Oil Futures Fall as Traders Look Past Hurricane, Strike

Liubov Georges
By  Liubov Georges , DTN Energy Reporter

WASHINGTON (DTN) -- Heading into the weekend, nearby delivery oil futures on the New York Mercantile Exchange and Brent crude on the Intercontinental Exchange shifted lower on Friday as traders looked past shut-in oil production in the U.S. Gulf of Mexico after Hurricane Delta weakened to a Category 2 storm ahead of landfall along the Texas-Louisiana coastline Friday night while labor unions in Norway reached a wage agreement that has reportedly ended a 2-week strike.

Norway's strike could have potentially disrupted up to 25% or 968,000 barrels per day (bpd) of the country's crude output, with the Johan Sverdrup oil field with capacity of 485,000 bpd scheduled for temporary closure on Oct. 14 if the strike extended into next week. Reuters reported Friday labor unions and oil companies reached a deal that allowed for all shut-in oil fields in Norway to resume production.

In the U.S. market, Hurricane Delta weakened to Category 2 intensity Friday afternoon as it moved closer to the Louisiana-Texas coastline, forcing some 92% or 1,963,232 bpd of current output in the Gulf of Mexico offline. Fifteen dynamically positioned rigs in the hurricane's projected path have been moved off locations as a precaution. Typically, producers in the offshore Gulf of Mexico are quick to resume production following a hurricane absent sustained damages to the infrastructure.

Further weighing on prices, U.S. oil rig count increased for the third straight week, up four during the week ended Friday and 14 higher during the last three weeks; that pushed the total number of oil rigs to a 193 4-month high, according to Baker Hughes.

On the session, November West Texas Intermediate futures fell 59 cents to settle at $40.60 and ICE December Brent contract eased 49 cents to $42.85 bbl, retreating from a 5-week high settlement on the spot continuous chart.

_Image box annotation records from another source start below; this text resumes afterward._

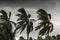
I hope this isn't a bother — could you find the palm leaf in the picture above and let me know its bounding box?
[48,14,51,19]
[9,12,11,19]
[20,24,27,34]
[18,8,27,16]
[0,10,8,20]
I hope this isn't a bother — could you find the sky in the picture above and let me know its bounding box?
[0,0,60,39]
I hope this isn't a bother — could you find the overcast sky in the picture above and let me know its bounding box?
[0,0,60,38]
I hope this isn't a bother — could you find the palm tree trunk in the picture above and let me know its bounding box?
[47,30,49,36]
[27,33,29,40]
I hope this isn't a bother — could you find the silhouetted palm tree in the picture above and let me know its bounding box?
[0,10,16,40]
[17,8,34,40]
[35,9,53,35]
[19,36,24,40]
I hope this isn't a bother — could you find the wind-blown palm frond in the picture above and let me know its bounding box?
[16,8,34,39]
[35,9,53,35]
[9,12,11,19]
[0,10,8,20]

NYMEX November ULSD futures settled little changed at $1.1933 gallon and November RBOB futures dropped back 2.84 cents or 2.4% to $1.2032 gallon.

A weakening U.S. dollar, which fell 0.63% to a better than 3-week low of 93.065 in index trade against a basket of global currencies in afternoon trade Friday limited the decline in WTI futures.

In broader markets, investors continue to monitor developments around stimulus talks in Washington, with President Donald Trump proposing a $1.8 trillion package. White House Economic Adviser Larry Kudlow told Fox Business, "The president has approved a revised package. He would like to do a deal. It will be relatively broad based but I can't go through details."